A U.S. federal judge on Monday dismissed xAI's lawsuit against OpenAI, accusing the Sam Altman-led company of misappropriating trade secrets involving chatbot technology. U.S. District Judge Rita Lin in San Francisco ruled that xAI failed to show OpenAI had solicited former senior engineer Xuechen Li to disclose confidential information about the Grok chatbot, or that OpenAI engineers knew Li might reveal any secrets. The judge called further proceedings "futile" and dismissed the case with prejudice.
The original suit, filed in September, centered on allegations that xAI's confidential information, including source code, was taken by employees who left for OpenAI. An amended version focused on a presentation Li gave while being recruited by OpenAI. xAI argued OpenAI sought secrets about the Grok 4 version launched in July 2025, knowing its upcoming ChatGPT update "could not compete" on complex reasoning and that OpenAI was "falling behind" in reinforcement learning and post-training techniques that Li knew well.
Judge Lin, however, noted it is common to ask candidates to discuss past work and said that inferring OpenAI pressured Li to leak secrets was unwarranted. "The opposite ruling could make employers liable whenever they ask about a candidate's past work," she wrote.
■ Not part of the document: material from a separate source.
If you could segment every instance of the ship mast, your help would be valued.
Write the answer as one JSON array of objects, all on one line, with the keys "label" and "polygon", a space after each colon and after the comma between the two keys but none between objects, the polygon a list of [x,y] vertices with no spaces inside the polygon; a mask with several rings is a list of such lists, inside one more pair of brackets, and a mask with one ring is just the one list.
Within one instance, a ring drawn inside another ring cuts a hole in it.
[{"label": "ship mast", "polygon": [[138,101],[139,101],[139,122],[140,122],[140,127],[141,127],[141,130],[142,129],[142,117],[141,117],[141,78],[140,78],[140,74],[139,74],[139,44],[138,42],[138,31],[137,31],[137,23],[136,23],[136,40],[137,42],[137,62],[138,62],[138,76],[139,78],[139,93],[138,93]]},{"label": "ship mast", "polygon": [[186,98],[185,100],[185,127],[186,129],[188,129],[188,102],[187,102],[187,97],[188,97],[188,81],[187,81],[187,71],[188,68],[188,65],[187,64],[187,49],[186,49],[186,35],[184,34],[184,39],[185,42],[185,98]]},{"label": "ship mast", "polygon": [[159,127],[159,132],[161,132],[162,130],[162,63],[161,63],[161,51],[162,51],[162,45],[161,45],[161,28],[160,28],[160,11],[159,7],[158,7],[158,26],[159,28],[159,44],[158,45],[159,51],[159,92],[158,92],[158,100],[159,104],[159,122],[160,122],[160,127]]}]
OpenAI maintained Li never worked for the company and that it never obtained xAI's secrets. "OpenAI does not need and does not want anyone's trade secrets, especially from xAI, a company that is failing in the market and losing talent," its lawyers argued.
This dismissal comes just weeks after a federal jury ruled against Musk on May 18 in a separate $150 billion lawsuit accusing OpenAI and Altman of "stealing a charity" by abandoning the company's original nonprofit mission for personal enrichment. Li, who is separately sued by xAI, denies any wrongdoing.